We are reporting a rare case of a schwannoma which originated from the cervical portion of the spinal accessory nerve, which was located in the left posterior triangle of the neck and did not have any neurological deficit, which was diagnosed by the Magnetic Resonance Imaging (MRI) scan and confirmed histopathologically after surgery.
Introduction
The schwannomas have been referred to as neurilemmomas, neuromas, or neurinomas with an unknown originating cause [1,2]. Schwannomas are uncommon benign nerve sheath tumours that originate from any cranial, peripheral or autonomic nerve of the body, with the exception of the olfactory and the optic nerves [1–3]. Some 25-50% cases of the reported schannomas have a predilection for the head and neck [1,2,4], which pose a diagnostic and a management challenge [2]. The schwannomas which occur in the head and neck region mostly originate from the vagus nerve or from the sympathetic nervous system [4]. They are usually solitary asymptomatic nodule masses which are slow growing in the soft tissue and are painless unless they cause pressure on the adjacent nerves [1], Various preoperative image studies have been used to distinguish their locations and origins [4]. The accepted treatment of Schwannomas is surgical excision and surgical modalities, which preserve the neurological function [1,4].
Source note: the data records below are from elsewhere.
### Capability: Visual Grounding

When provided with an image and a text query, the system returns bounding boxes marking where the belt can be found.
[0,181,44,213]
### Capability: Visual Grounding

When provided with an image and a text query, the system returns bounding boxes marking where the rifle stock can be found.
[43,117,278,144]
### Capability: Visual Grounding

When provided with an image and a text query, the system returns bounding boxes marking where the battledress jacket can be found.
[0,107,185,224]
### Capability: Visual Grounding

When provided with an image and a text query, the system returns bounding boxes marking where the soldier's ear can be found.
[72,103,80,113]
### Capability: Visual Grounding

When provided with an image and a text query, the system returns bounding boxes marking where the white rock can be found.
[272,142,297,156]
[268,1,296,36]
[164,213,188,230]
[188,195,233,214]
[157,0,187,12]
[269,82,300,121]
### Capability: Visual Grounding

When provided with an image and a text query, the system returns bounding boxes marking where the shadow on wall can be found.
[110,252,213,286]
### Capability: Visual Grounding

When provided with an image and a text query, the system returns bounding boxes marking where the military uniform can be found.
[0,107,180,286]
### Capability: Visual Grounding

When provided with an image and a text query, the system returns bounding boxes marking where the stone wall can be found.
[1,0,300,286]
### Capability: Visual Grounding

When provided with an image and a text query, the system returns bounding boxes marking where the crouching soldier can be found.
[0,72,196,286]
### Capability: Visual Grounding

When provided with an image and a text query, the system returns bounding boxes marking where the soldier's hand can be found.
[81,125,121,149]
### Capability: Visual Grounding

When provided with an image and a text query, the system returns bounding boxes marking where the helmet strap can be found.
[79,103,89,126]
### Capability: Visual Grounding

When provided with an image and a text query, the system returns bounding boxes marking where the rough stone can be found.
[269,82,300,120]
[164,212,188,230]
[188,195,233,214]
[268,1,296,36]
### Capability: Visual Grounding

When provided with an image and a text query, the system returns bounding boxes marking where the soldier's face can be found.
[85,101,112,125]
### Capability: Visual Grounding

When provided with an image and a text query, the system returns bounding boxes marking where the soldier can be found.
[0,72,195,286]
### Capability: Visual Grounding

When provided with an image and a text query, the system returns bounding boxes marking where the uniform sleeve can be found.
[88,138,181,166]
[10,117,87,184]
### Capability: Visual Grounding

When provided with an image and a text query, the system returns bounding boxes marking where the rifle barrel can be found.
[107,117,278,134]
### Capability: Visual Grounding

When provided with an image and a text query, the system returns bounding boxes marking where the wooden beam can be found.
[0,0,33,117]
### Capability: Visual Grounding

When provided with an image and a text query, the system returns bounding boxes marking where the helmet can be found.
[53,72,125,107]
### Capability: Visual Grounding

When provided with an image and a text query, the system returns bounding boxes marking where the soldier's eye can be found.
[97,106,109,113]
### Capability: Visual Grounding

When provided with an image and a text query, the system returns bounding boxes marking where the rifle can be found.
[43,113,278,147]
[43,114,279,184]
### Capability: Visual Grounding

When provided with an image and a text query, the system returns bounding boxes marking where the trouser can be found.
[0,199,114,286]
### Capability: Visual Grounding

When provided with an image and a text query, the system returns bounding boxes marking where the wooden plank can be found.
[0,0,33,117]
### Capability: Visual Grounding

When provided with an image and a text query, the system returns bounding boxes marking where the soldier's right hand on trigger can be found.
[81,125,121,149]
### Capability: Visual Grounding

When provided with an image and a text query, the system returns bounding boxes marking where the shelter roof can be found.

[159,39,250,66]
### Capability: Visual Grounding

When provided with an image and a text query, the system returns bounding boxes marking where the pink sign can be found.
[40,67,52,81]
A total of 28 cases of spinal accessory nerve schwannomas have been reported, among which four were reported in the craniocervical region, which extended from C1 or C2 to the vermis, with only two being located in the cervical region [5,6]. We are reporting here, a rare case of an accessory nerve schwannoma in the cervical region.
Case Report
A 17 year old girl presented to the Department of Surgery with the complaint of a painless, slow growing lump on the left side of neck, over a period of 1 year. There was no remarkable personal or family history. The swelling was an oval mass of size, 6 cm by 5 cm, which was located in the posterior triangle of the neck. The swelling was soft, cystic and mobile, with well defined margins and no pressure symptoms. There was no tenderness [Table/Fig-1]. The neurological examinations showed that the neck muscles on both the sides were symmetric. The trapezius and the sternocleido mastoid were similar in power, tone and trophism on both the sides.
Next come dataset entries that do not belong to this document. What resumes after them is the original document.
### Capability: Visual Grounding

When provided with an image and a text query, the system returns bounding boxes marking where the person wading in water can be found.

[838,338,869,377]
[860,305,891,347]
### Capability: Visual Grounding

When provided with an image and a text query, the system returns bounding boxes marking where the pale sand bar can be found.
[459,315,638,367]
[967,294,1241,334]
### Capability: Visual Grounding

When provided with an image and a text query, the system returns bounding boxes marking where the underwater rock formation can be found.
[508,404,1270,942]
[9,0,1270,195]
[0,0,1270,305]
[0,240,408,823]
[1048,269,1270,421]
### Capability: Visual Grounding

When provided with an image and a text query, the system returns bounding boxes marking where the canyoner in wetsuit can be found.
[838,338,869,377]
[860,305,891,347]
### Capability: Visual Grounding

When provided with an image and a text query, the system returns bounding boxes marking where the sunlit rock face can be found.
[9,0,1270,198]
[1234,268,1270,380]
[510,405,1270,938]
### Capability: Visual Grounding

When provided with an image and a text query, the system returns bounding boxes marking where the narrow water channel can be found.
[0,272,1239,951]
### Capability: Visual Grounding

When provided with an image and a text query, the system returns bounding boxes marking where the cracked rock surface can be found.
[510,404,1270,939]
Clinical Presentation of patient with Schwannoma
The patient underwent complete blood count and urine culture examinations, which were found to be within normal limits. Ultrasonography was advised to know whether the tumour was located between the jugular vein and the carotid artery. Magnetic Resonance Imaging (MRI) was done with the use of Gadolium based contrast media, for determining the exact nerve of origin [Table/Fig-2].
MRI scan showing the location and dimension of Schwannoma
A surgical resection of the tumour was planned under general anaesthesia. The tumour was resected by doing a lateral cervical approach incision. A well circumscribed, encapsulated, yellowish white, shiny mass was found to grow within the substance of the spinal accessory nerve.
The tumour was resected by displacing the uninvolved fascicles which were running between the leaves of the capsule, and not entering the tumour itself. The tumour was extending into the neural canal but it was easily separated by doing a blunt dissection and by applying a mild traction to the tumour. Total excision of the tumour and the entire capsule was done [Table/Fig-3].
Surgical approach to the patient with Schwannoma (Arrow)
The cut section of the tumour demonstrated that it was well encapsulated and gray white on the cut section [Table/Fig-4]. The specimen was sent for a histopathological examination.
Cut section of Schwannoma
The histopathology demonstrated schwann cells in a collagenous matrix. The Antoni Type A tissue had elongated spindle cells which were arranged in irregular streams and was compact in nature, whereas, the Antoni type B tissue had a looser organization, often with cystic spaces being intermixed within the tissue [Table/Fig-5].
Histopathological section of Schwannoma demonstrating Antoni Type A tissue with elongated spindle cells arranged in irregular streams and compact in nature; and Antoni type B tissue with looser organization, often with a cystic spaces intermixed within tissue
During the postoperative period, the patient developed weakness of the trapezius muscle and was unable to abduct the left arm. The patient was advised physiotherapy and after one month of discharge, the patient was able to abduct her left arm and there was no other neurological deficit .
Discussion
A schwannoma is a relatively slow growing tumour of the nerve sheath, which is composed of the schwann cells, which normally produce the insulating myelin sheath which covers the peripheral nerves. They are homogenous tumours and they always stay on the outside of the nerve and may push the nerve aside or against the bony structure [7].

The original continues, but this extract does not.